Family Bank Group has reported Kshs 2.3 billion in net profit during the first none months of this year, representing a 7.7% growth. The profit was mainly driven by a 28.9% growth in total interest income to Kshs 14.6 billion.
In addition, non-funded income rose 13.2% to Kshs 3.3 billion, with income from other fees and commissions increasing by 14.5%. This contributed to an 11% increase in total operating income.
“Our focus for this year has been to accelerate business growth and optimize value creation across all areas of operation.
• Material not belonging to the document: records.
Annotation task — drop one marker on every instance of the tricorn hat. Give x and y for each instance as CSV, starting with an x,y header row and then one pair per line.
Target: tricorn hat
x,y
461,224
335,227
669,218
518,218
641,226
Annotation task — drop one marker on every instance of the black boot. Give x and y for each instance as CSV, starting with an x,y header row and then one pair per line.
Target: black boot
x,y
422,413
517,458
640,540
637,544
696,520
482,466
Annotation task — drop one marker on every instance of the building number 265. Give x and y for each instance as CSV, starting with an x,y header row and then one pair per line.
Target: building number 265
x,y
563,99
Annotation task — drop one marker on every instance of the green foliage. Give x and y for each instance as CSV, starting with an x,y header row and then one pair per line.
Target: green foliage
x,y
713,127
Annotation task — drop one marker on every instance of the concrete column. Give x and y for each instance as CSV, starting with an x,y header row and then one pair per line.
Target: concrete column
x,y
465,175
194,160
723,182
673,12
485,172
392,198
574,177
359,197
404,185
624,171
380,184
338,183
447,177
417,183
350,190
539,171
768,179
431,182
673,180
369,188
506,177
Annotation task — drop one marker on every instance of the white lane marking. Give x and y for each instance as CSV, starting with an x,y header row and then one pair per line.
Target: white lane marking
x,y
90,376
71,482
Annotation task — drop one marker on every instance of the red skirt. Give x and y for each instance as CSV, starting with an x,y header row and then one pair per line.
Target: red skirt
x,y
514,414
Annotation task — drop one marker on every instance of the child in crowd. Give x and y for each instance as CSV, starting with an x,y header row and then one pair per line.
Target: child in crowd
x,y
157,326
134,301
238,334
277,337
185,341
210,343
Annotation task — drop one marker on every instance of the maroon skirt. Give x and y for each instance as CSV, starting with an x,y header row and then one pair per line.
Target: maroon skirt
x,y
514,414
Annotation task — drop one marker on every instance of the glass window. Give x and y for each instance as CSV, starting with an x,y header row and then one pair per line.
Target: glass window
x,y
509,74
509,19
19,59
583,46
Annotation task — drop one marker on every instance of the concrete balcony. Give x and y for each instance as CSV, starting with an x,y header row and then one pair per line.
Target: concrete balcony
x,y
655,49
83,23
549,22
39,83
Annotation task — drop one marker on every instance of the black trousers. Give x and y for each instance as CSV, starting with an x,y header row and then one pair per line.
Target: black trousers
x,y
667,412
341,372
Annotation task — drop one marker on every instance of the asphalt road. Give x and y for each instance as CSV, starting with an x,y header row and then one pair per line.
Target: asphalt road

The growth in profit underscores our unwavering commitment to delivering on strategic priorities while placing our customers at the core of our efforts,” said Family Bank, CEO, Nancy Njau.
On the other hand, total operating expenses increased 12.4% to Kshs 7.7 billion mainly on account of higher staff costs.
This could be attributed to the lender opening more branches that necessitated hiring of more employees as well as investment in training of its human resource.
“By aligning our investments with the evolving customer needs and driving operational efficiencies, we continue to position the Bank for sustained growth as we offer our customers superior financial products and services,” said Njau.
Gross non-performing loans increased 4% to Kshs 14.3 billion. This prompted the Family Bank increase the loan loss provision from Kshs 6.98 billion to Kshs 8.3 billion.